Chinese telecom executive faces allegations of fraud
VANCOUVER (CP) — A senior executive of Chinese tech giant Huawei is facing allegations of fraud by using a subsidiary to violate U.S. trade sanctions against Iran in a case that shook world stock markets this week.
A federal prosecutor told a bail hearing for Meng Wanzhou in Vancouver on Friday that the chief financial officer of Huawei Technologies is wanted in the United States to face criminal proceedings, alleging Huawei used subsidiary Skycom to do business with Iran.
John Gibb-Carsley said Meng is alleged to have said Huawei and Skycom were separate companies in a meeting with an unnamed financial institution, misleading an executive with that institution and putting it at risk.
“Skycom was Huawei. This is the alleged fraud,” said Gibb-Carsley, representing the Attorney General of Canada. “Skycom employees were Huawei employees.”
None of the allegations have been proven in court.
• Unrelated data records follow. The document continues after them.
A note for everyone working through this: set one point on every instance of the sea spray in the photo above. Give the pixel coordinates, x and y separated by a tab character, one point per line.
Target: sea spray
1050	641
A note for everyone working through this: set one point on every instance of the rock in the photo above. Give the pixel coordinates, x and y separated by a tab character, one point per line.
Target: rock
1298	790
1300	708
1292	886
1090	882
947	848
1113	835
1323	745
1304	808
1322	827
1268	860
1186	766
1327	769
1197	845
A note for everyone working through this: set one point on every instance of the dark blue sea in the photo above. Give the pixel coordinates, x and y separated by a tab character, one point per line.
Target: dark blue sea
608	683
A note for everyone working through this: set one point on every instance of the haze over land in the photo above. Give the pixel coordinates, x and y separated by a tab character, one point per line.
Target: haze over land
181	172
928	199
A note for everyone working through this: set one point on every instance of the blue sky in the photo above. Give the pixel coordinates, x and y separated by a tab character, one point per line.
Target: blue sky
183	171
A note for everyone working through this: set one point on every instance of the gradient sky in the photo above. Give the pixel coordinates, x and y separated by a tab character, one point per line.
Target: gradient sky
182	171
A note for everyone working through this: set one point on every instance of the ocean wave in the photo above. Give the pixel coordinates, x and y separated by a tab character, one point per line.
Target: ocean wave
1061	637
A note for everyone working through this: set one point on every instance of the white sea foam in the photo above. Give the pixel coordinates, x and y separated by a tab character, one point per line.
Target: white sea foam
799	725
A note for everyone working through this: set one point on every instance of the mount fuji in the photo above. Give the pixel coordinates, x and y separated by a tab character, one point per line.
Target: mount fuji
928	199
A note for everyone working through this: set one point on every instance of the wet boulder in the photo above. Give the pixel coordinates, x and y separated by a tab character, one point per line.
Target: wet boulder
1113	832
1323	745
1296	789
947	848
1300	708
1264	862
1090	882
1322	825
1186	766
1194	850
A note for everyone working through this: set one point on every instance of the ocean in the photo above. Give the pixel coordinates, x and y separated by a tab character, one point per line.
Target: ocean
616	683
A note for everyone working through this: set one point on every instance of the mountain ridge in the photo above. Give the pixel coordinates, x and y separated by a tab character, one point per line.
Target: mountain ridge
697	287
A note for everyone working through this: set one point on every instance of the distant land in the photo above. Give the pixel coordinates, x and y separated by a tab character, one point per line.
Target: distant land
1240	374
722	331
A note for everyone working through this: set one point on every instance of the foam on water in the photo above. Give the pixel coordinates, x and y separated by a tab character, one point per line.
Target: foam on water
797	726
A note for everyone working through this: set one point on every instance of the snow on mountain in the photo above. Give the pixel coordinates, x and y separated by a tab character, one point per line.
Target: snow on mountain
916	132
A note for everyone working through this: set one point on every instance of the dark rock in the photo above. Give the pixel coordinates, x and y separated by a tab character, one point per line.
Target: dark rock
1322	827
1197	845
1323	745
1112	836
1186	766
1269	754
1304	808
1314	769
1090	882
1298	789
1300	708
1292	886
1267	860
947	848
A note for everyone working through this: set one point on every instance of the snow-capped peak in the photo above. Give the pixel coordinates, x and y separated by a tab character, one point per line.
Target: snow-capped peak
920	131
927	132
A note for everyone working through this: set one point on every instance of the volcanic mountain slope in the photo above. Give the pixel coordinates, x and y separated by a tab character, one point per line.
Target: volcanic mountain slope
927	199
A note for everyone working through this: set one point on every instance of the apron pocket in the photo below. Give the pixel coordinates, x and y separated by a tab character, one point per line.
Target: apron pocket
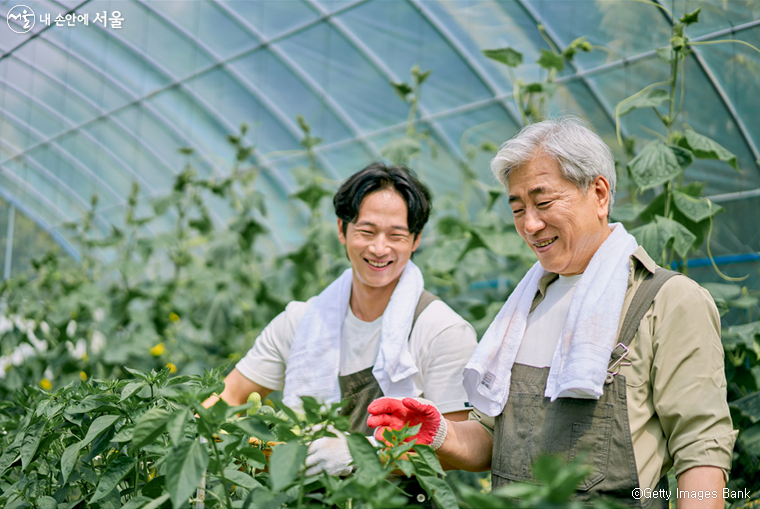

The company has said it is not aware of any wrongdoing by Meng, and her lawyer, David Martin, told the B.C. Supreme Court no charge or indictment has been filed against his client, just a warrant.
He said one of the glaring deficiencies in the allegations is that the summary of the case doesn’t differentiate between time periods.
Martin said at the meeting Meng had with a bank that was referred to in a story by Reuters, she explained Huawei owned Skycom for a period of time but it sold the company in 2009. Martin told the court the PowerPoint presentation his client delivered to the bank is supposed to be evidence of fraud, but that claim is “preposterous.”
Huawei sold Skycom before the sanctions became law in the United States under president Barack Obama in 2010, he said.